Murillo defende que os casos de pedofilia não sejam considerados erros,
nem pecados, mas crimes e corrupção. “Eles são a manifestação de um poder
perverso. O mais grave não é o abuso, mas o seu acobertamento. Sem isso,
praticamente não haveria violações”, observa. Para o ativista chileno,
Francisco tem um “enorme desafio” pela frente.
“Além de castigar os padres abusadores e os bispos encobridores, deve
fazer justiça com as vítimas, buscar sua reparação material e psicológica.
Também precisará lutar para limpar a Igreja, melhorar a formação e atuar na
prevenção efetiva. Não será tarefa fácil, mas é imprescindível”, reconhece. Ele
classificou de “boa notícia” o julgamento do cardeal Pell, na Austrália. “É um
caso muito importante, pelo cargo que ocupa. Espero que haja justiça.”
Especialista vê poucas mudanças
significativas
Autor de Priests, sex and secret codes (“Padres, sexo e
códigos secretos”) e especialista em direito canônico, Patrick J. Wall sugere
que autoridades, promotores e investigadores de crimes sexuais possam se valer
do fato de que um precedente foi criado, no momento em que o mais alto prelado
da Santa Sé vai a julgamento em uma corte civil pela primeira vez em 2 mil
anos.
“Nenhum padre, religioso, bispo, cardeal ou pontífice está acima da lei.”

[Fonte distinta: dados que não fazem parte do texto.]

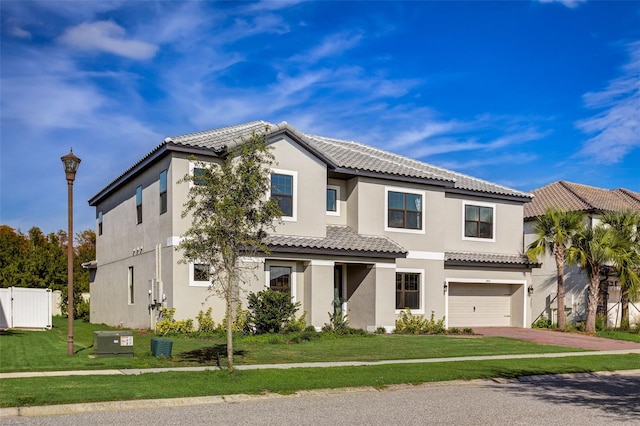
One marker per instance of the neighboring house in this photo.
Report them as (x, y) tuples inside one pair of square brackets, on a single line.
[(593, 202), (374, 230)]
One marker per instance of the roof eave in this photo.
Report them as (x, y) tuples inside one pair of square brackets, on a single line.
[(501, 265), (524, 198), (402, 178), (336, 252), (158, 153)]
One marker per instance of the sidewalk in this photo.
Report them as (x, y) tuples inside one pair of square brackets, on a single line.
[(51, 410), (137, 371)]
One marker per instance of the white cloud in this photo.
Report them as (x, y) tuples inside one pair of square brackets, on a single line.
[(571, 4), (17, 31), (615, 129), (106, 36)]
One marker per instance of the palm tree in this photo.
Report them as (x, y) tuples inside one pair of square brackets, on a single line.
[(624, 225), (554, 231), (593, 248)]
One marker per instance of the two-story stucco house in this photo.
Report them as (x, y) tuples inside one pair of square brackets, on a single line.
[(592, 202), (377, 231)]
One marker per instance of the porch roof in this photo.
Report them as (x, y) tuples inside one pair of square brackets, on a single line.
[(488, 259), (339, 240)]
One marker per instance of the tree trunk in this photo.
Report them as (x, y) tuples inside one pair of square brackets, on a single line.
[(624, 310), (560, 297), (592, 302), (603, 298), (229, 300)]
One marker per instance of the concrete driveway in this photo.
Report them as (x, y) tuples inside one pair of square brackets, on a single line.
[(550, 337)]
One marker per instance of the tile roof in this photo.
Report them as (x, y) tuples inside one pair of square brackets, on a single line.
[(338, 239), (577, 197), (347, 155), (488, 258)]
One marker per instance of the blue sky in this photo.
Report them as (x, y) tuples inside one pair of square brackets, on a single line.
[(520, 93)]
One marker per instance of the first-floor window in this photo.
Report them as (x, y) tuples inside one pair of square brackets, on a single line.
[(200, 272), (280, 278), (131, 285), (407, 290)]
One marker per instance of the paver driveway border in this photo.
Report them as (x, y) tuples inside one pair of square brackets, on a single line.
[(558, 338)]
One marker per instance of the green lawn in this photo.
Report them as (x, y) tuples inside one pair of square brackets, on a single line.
[(47, 350), (632, 336), (63, 390)]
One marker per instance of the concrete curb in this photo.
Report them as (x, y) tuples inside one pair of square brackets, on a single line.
[(52, 410), (19, 375)]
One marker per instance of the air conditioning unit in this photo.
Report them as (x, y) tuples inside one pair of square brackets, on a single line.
[(113, 343)]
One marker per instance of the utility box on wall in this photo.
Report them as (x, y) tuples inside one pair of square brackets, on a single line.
[(113, 343)]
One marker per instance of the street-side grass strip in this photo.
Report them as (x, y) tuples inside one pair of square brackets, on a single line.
[(66, 390), (631, 336), (47, 350)]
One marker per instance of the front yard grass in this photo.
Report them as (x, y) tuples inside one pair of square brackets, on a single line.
[(75, 389), (47, 350)]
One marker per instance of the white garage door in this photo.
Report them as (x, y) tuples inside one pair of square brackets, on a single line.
[(480, 305)]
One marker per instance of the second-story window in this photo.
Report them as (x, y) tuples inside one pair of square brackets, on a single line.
[(163, 192), (404, 210), (478, 221), (100, 222), (139, 204), (332, 200), (282, 191), (198, 176), (280, 279)]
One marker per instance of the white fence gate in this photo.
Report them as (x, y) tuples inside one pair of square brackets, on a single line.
[(25, 307)]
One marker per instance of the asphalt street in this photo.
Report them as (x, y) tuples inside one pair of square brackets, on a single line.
[(581, 399)]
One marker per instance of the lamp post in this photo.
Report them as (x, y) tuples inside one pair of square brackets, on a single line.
[(70, 163)]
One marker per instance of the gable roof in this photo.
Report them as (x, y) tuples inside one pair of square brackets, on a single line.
[(341, 157), (577, 197)]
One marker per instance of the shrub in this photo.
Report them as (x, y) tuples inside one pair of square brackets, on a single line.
[(270, 311), (297, 325), (206, 324), (407, 323), (542, 322), (168, 325)]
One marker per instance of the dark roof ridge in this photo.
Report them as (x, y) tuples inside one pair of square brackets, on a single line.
[(567, 185)]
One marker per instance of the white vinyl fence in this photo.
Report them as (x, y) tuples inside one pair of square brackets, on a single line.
[(25, 307)]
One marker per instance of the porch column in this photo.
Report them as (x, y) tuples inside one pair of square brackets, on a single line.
[(318, 293), (385, 299)]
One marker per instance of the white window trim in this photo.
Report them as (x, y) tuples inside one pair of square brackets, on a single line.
[(337, 189), (413, 271), (495, 220), (192, 281), (294, 197), (423, 215), (267, 274)]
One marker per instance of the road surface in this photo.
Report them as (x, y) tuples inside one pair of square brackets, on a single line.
[(584, 399)]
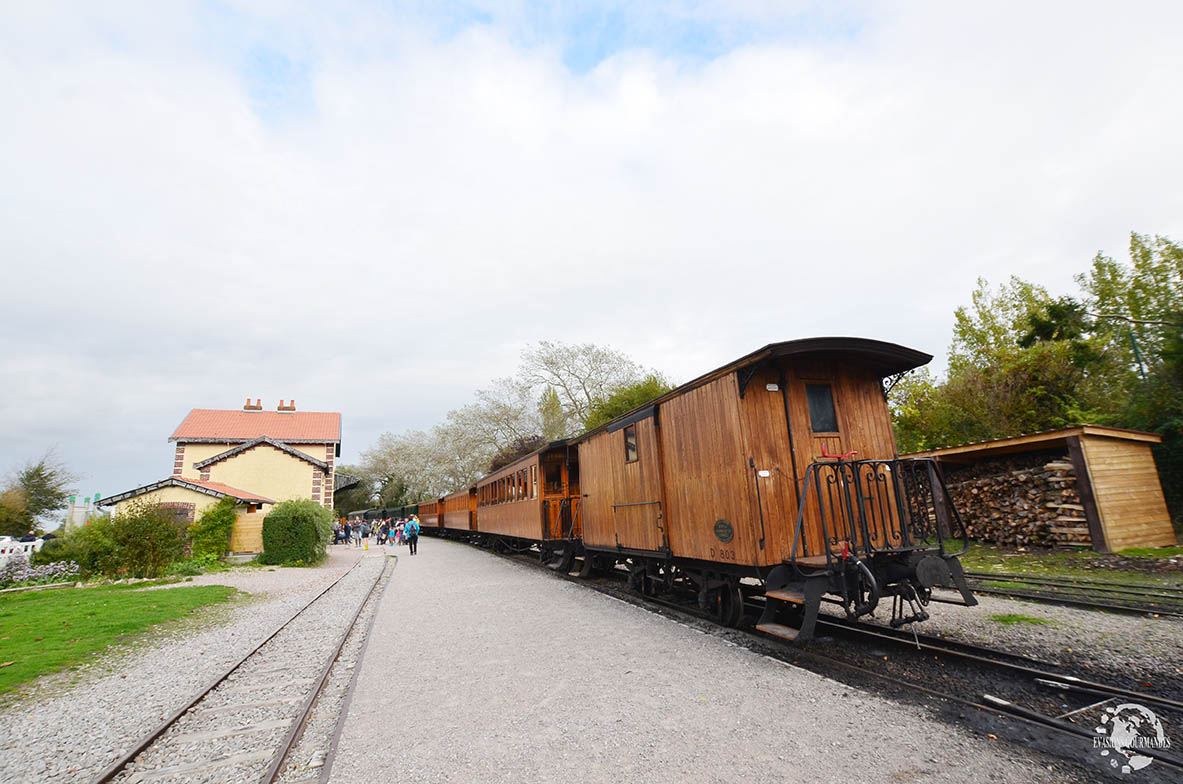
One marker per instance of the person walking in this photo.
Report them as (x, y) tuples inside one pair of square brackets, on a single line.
[(412, 533)]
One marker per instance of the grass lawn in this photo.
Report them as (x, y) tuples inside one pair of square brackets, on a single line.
[(1067, 563), (44, 632)]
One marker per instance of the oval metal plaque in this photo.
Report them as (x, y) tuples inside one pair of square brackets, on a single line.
[(723, 531)]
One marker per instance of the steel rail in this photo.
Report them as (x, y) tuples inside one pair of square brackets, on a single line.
[(1100, 688), (340, 726), (1099, 591), (1067, 601), (1070, 581), (117, 766), (1021, 716), (297, 730), (1008, 711)]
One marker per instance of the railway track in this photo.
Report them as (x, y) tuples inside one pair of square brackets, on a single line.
[(1043, 730), (1130, 598), (243, 725)]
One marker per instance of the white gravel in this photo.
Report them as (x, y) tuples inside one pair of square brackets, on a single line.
[(480, 669), (58, 730)]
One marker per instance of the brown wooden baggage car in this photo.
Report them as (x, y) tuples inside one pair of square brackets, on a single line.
[(459, 511), (428, 514), (535, 498), (705, 486)]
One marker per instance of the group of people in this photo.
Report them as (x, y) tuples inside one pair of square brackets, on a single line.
[(385, 531)]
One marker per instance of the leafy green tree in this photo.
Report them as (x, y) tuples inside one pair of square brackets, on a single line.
[(211, 533), (296, 532), (14, 518), (624, 399), (519, 448), (359, 497)]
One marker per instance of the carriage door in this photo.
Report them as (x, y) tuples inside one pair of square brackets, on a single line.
[(818, 434), (768, 461)]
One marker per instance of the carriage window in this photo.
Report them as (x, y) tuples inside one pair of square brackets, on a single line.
[(631, 444), (822, 416), (553, 473)]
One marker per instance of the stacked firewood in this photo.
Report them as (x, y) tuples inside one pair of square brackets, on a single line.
[(1028, 499)]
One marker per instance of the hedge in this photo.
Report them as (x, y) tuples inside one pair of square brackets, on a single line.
[(296, 533)]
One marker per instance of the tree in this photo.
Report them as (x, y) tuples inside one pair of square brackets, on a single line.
[(580, 375), (45, 485), (519, 448), (625, 399), (359, 497), (14, 519), (1022, 361)]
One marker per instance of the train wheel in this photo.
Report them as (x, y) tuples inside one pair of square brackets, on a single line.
[(588, 565), (726, 604)]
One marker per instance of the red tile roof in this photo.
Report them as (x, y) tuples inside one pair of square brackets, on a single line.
[(240, 494), (293, 427), (207, 487)]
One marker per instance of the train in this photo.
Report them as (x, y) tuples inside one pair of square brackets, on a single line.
[(773, 475)]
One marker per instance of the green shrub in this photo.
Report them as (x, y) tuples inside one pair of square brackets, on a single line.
[(211, 533), (147, 538), (296, 531), (91, 546), (140, 543)]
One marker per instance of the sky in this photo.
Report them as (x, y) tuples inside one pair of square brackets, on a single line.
[(373, 207)]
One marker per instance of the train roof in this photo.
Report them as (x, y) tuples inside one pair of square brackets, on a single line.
[(883, 357)]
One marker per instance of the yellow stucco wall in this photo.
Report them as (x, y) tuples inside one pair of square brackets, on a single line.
[(199, 452), (247, 533), (267, 472)]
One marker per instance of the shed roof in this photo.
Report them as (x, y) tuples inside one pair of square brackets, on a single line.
[(1034, 441), (214, 488), (292, 427)]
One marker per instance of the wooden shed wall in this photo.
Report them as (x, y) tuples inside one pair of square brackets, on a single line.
[(609, 480), (1129, 493), (457, 511)]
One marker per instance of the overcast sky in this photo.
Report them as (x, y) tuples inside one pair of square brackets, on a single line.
[(373, 208)]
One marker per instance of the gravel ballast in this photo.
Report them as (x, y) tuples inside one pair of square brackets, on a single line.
[(59, 731), (479, 669)]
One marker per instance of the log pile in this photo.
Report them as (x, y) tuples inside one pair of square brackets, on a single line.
[(1028, 499)]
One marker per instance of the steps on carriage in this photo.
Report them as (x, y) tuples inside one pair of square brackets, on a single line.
[(787, 595), (779, 630), (792, 602)]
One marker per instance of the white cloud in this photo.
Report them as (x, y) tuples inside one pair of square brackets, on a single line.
[(435, 200)]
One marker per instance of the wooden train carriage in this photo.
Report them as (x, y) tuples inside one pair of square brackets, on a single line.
[(708, 481), (428, 514), (535, 497), (459, 511)]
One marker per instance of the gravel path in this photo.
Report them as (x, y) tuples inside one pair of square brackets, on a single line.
[(523, 678), (60, 731)]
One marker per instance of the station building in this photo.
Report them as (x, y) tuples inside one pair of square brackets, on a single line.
[(256, 457)]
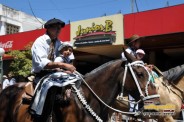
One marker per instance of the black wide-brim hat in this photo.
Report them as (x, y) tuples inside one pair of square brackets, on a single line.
[(54, 21)]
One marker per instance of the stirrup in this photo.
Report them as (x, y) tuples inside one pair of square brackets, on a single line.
[(151, 97)]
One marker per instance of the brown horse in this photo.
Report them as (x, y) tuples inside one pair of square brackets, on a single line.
[(13, 108), (106, 82)]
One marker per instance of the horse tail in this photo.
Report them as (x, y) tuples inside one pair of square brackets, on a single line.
[(9, 98)]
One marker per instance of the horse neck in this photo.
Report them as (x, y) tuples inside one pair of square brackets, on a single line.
[(105, 83)]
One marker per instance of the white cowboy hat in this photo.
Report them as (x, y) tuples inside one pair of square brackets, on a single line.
[(140, 51), (31, 78)]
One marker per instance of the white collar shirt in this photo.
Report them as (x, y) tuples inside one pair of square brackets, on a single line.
[(40, 52)]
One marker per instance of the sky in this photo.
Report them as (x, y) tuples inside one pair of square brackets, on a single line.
[(75, 10)]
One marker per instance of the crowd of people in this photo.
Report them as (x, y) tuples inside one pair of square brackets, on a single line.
[(55, 55)]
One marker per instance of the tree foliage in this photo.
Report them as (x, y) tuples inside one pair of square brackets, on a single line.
[(22, 63)]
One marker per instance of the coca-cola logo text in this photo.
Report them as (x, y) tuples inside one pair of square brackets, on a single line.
[(7, 44)]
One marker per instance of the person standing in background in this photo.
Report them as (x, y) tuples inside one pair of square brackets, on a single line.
[(12, 80), (6, 82), (133, 43)]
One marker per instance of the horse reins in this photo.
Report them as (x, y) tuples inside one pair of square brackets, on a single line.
[(141, 64), (84, 102)]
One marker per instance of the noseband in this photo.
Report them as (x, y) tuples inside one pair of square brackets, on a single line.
[(141, 64)]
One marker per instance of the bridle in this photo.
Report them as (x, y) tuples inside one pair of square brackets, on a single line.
[(129, 65), (141, 64)]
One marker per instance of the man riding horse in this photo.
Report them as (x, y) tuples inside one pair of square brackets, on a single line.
[(44, 50)]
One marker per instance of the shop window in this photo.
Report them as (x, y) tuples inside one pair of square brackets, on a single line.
[(10, 29)]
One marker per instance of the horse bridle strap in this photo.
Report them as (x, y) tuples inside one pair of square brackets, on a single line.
[(116, 110), (138, 63)]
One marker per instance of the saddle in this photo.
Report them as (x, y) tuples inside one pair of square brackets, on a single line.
[(29, 92)]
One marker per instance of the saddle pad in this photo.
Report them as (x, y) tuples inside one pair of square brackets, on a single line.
[(58, 79)]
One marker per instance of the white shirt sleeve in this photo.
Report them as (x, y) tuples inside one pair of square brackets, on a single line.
[(58, 59)]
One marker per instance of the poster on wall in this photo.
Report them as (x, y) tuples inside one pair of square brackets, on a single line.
[(97, 31)]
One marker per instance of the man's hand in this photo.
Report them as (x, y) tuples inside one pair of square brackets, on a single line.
[(69, 67)]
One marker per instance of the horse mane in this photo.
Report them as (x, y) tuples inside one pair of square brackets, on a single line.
[(174, 74), (101, 67)]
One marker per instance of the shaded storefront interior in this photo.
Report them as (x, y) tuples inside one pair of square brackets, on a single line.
[(162, 32)]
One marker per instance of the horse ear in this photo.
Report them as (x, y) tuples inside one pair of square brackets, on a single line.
[(130, 58)]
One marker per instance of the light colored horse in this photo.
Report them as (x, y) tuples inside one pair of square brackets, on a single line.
[(170, 92)]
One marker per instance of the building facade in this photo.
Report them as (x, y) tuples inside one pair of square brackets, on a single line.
[(14, 21), (99, 40)]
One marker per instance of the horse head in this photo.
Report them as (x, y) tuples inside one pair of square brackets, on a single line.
[(100, 88)]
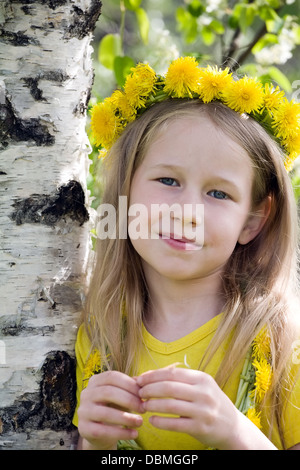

De acordo com o estudioso, o papa “tenta colocar novo vinho em cantis velhos”.
“Nada feito até agora mudará a cultura da hierarquia da Igreja. Criar comissões
na Cúria Romana ou atualizar leis não modifica o padrão e a prática dos bispos
de não impedirem os padres de sodomizarem crianças”, diz Wall.